What Two Big Benchmark Stocks’ Results Say About the Stock Market
Two of the earliest reporting issuers before an earnings season gets into full swing are FedEx Corporation (NYSE/FDX) and Oracle Corporation (NYSE/ORCL). (See “Stock Market Analysis: FedEx and Oracle Falter on Earnings.”)
These are both good benchmark companies, as they are obviously representative of the consumer freight business as well as spending on information technology at the government and corporate levels.
Both of these companies disappointed with their financial results. Oracle got a solid 10% haircut on the stock market after reporting its numbers, while FedEx fared just a little better.
But what corporate reporting signals to me is the lack of consistency in regard to economic business conditions. There is no broad-based economic growth; just pockets of some industries and specific countries doing better than others—perhaps due to their own specific business cycles.
Big Brands, Mediocre Results
Another important benchmark company whose financials offer insight into the general economy is Paychex, Inc. (NASDAQ/PAYX).
The payroll/benefits administrator basically met Wall Street consensus with its latest results.

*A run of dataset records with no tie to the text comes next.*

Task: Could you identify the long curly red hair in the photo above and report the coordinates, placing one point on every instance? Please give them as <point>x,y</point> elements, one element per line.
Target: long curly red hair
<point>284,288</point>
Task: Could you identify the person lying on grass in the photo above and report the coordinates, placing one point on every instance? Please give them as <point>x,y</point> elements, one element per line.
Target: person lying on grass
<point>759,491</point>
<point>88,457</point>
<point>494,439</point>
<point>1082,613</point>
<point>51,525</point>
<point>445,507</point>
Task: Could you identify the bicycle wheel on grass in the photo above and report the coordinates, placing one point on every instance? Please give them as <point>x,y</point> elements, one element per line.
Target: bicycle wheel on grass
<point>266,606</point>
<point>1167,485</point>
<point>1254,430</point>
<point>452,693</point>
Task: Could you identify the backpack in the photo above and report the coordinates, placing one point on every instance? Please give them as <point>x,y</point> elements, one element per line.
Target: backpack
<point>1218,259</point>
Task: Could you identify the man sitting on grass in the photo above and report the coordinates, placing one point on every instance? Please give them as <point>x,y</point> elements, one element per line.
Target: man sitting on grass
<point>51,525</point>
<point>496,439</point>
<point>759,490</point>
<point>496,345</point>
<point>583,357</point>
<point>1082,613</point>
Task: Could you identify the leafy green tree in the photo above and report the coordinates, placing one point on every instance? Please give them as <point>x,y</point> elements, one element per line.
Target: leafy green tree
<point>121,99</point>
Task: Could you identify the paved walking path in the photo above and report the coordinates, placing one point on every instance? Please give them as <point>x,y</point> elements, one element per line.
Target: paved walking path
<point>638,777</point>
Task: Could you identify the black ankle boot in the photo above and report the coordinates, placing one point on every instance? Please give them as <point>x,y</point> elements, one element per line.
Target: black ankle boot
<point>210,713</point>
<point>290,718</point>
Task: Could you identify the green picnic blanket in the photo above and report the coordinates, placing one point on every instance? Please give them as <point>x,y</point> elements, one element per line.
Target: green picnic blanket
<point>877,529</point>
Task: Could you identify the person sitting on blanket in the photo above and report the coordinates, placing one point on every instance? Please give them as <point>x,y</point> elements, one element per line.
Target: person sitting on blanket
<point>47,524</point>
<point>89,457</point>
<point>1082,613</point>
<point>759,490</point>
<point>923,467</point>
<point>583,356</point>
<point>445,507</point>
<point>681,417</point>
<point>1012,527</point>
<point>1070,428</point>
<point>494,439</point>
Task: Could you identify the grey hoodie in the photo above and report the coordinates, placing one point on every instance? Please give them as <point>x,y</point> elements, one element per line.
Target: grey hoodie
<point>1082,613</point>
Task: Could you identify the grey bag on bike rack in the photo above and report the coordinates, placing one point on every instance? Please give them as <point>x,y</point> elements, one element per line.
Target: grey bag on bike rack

Top-line sales improved eight percent compared to the same quarter last year to $692 million, while earnings and diluted earnings per share grew 10% comparatively.
In its current fiscal year ending May 31, 2015, Paychex expects its total sales to grow seven to eight percent over the most recent fiscal year with an eight to nine percent improvement in its bottom line.
All in all, the company’s numbers weren’t bad, but they didn’t provide a big catalyst for new buying of the stock.
Another disappointment to the Street was Micron Technology, Inc. (NASDAQ/MU). The company’s share price tanked after what’s been a tough year for the semiconductor company.
The results don’t necessarily bode well for Intel Corporation (NASDAQ/INTC) either. This position has been drifting lower on the stock market since the beginning of the year. Intel reports mid-July.
Corporate Earnings: What Can We Expect for the Rest of 2015?
While not unexpected, corporate reporting, which should continue to show a material effect from global currency translation, is uninspiring like the first quarter.
Earnings expectations have come way down this year and, for the most part, I think they justify flat stock market conditions.
On their own, the numbers so far aren’t strong enough to justify a rising stock market. This is especially the case after two full years of capital gains and valuations that are full.
Accordingly, I think it’s very reasonable not to expect much from this market near-term. You can’t count on capital gains this year; perhaps a little bit in the fourth quarter.
Dividend income is going to be in the returns this year. But, even with continued monetary policy that is highly stimulating, stocks can’t go up in value forever.
And besides, they’ve already done so. This is a market just trying to find its new equilibrium.